Two steps forward, one step back

Once upon a time, there was RCS, and then CVS. They tracked normal edits to a set of text files reasonbly well, and coupled with telnet or ssh, even made it relatively straightforward for a trusted group of collaborators to share their changes with each other. Some people used other proprietary tools (Perforce, Visual Source Safe, etc.) but they tended to be either a) expensive b) really, really lousy or c) both. Among the open source crowd, at least, CVS dominated the version control space for many years.

Then came Subversion. It improved on many of the failings of CVS — notably, Windows support was dramatically better, repositories could be shared over HTTP, and many operations that just didn’t work in CVS (renames, binary diffs, etc.) performed reasonably well out of the box. To this day, Subversion is a reasonable choice for many projects, especially given the advanced level of support for it in IDEs, graphical repository browsers, and the like.

Much of the reason for that diversity of useful tooling built atop Subversion, of course, is that it was written in C, and built with an eye towards allowing high-level languages to use bindings into the same runtime libraries upon which the ’svn’ command itself relied. In fact, Python, Perl, Java, and Ruby are all supported by the core Subversion maintainers, and additional bindings using those same underlying libraries are available for a number of other languages.

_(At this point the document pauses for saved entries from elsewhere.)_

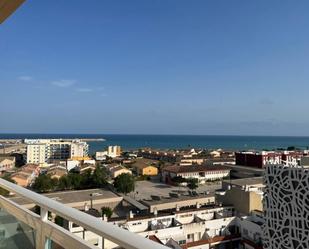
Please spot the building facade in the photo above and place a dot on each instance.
(42, 151)
(200, 172)
(286, 207)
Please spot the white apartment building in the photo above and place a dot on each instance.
(42, 151)
(112, 151)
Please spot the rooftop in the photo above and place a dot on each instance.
(193, 168)
(246, 181)
(74, 196)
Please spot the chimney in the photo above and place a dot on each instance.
(86, 207)
(198, 205)
(131, 215)
(155, 212)
(177, 208)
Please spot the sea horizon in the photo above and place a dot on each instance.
(175, 141)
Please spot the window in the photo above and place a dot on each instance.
(2, 234)
(182, 242)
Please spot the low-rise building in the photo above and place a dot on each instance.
(57, 171)
(200, 172)
(245, 194)
(116, 170)
(26, 175)
(145, 167)
(6, 163)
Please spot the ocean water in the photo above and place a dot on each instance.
(179, 141)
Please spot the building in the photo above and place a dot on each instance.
(286, 207)
(177, 202)
(246, 195)
(100, 155)
(146, 167)
(43, 151)
(26, 175)
(262, 158)
(114, 151)
(165, 156)
(117, 169)
(57, 171)
(6, 163)
(257, 159)
(200, 172)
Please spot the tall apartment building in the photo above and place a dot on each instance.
(41, 151)
(286, 207)
(114, 151)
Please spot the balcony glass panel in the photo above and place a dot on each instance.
(15, 234)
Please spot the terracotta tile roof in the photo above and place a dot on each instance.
(252, 244)
(211, 240)
(193, 168)
(155, 239)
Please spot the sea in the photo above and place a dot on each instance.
(131, 142)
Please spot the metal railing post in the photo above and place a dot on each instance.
(40, 238)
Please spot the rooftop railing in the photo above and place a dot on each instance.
(46, 230)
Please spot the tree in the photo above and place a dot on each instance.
(192, 183)
(64, 183)
(3, 191)
(124, 183)
(106, 211)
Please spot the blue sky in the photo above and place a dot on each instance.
(156, 67)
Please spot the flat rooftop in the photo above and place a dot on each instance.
(73, 196)
(180, 198)
(246, 181)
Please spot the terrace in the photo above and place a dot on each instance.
(22, 227)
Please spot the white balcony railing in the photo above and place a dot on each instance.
(46, 231)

Enter the distributed version control systems: Git, Mercurial, Bazaar, Darcs, and their ilk. The basic workflow they offer is in some ways more like RCS than it is Subversion: each developer works locally against their own copy of a repository, and they share their work via patch files and periodic synchronization. (This is of course a gross over-simplifaction, as all of them offer much more sophisicated change-tracking under the hood than RCS did, but the user-visible behavior is still reminiscent.) However, their ability to maintain change history across many developers and systems without forcing everyone to eventually squash their work down into a single source tree makes a number of new modes of project management possible, or at least much easier than before.

All of the above DVCS systems potentially offer a huge gain of productivity for many developers, since you can easily experiment with changes locally, selectively share only those modifications which you wish to, and continue working without being connected to the central repository. (This is especially significant for those whose employers maintain draconian firewall rules and disallow off-site access to their source control.)

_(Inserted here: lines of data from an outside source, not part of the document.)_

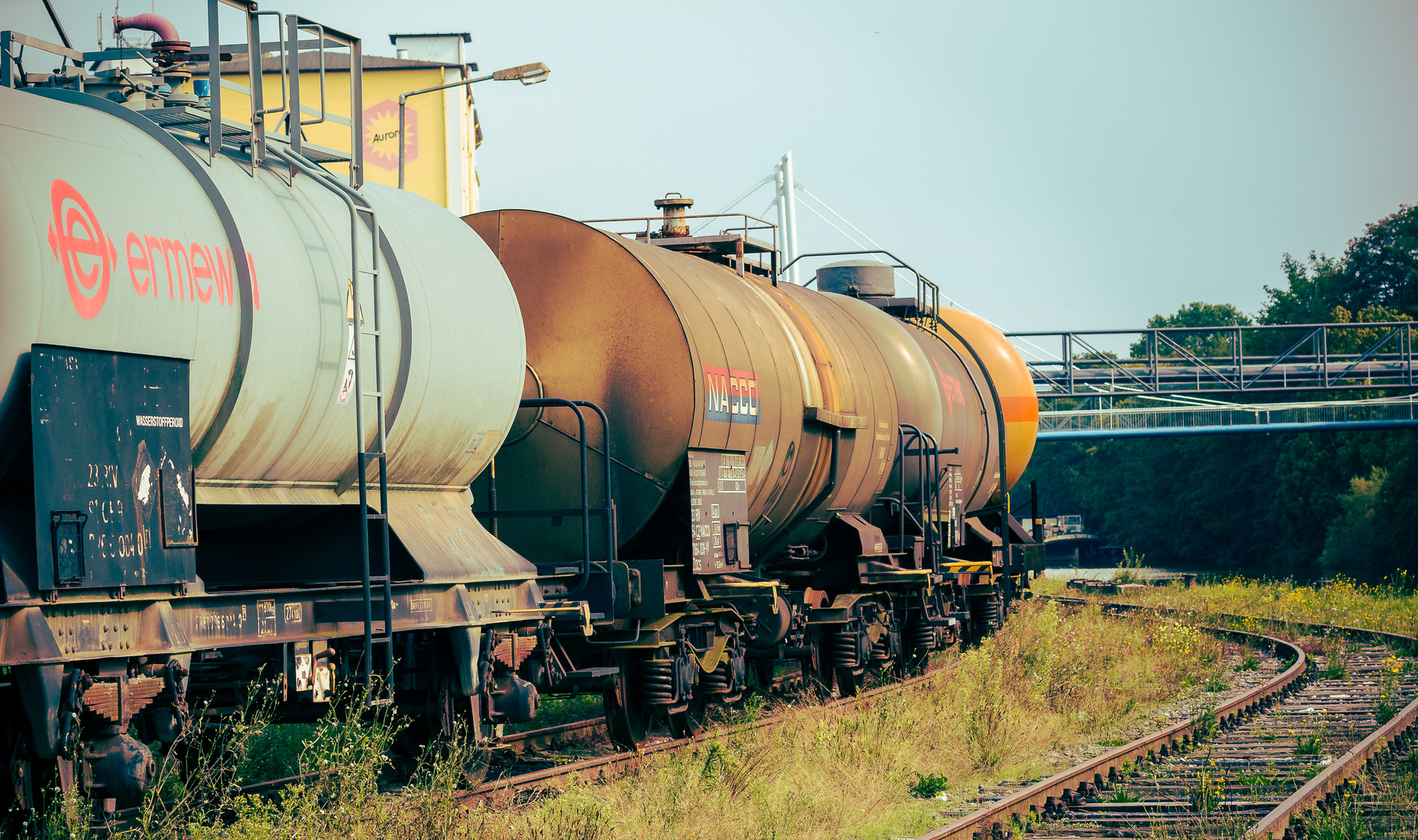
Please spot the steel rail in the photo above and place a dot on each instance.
(606, 767)
(1332, 778)
(1340, 769)
(1031, 800)
(1347, 767)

Unfortunately, none of the popular DVCS systems have anything resembling the level of cross-language API support that Subversion does. Mercurial and Bazaar are both implemented in Python, making access from other Python code quite fast, and that from any other language painfully slow. Git is implemented in C, but without a supported and documented core library of functions designed to be used to facilitate access from other languages. Darcs is written in Haskell, which means only crazy mathematicians and CS majors have any ability or interest in using it. (I’m kidding here, but the point remains that Haskell isn’t exactly the most useful substrate for scripting language bindings.)

The fallout from all of this is that we’re left using wrapper libraries which fork out to the command-line tools for each DVCS. Such wrappers have a number of problems: the performance sucks, the internal APIs are usually only as robust as the set of regular expressions you write to parse the output of the commands, and almost no work is shared between the various wrapper implementations.

Don’t get me wrong: as a simple version control tool, I’ve found Git in particular (and distributed version control in general) to be a big step up from the old centralized-repository model. However, the very eighties-esque fork-and-regexp-scrape model for IPC — coupled with the lack of an obvious “best of breed” leader in the DVCS space — means that I (along with anyone else trying to support DVCS in a general-purpose way) end up doing a lot of low-level grunt work when we could be building real value for users.

Even something as simple as a standard dump format for a common subset of the information available from the popular DVCS types would be a start. I do know that, for the time being, I’m stuck supporting a bunch of very brittle code which relies on the various idiosyncratic console output formats of each version-control system.

Playing prognosticator, I would even go so far as to suggest that the first DVCS system to provide supported, documented interfaces in a number of popular programming languages could climb to the top of the dogpile that exists currently and emerge as a clear standard.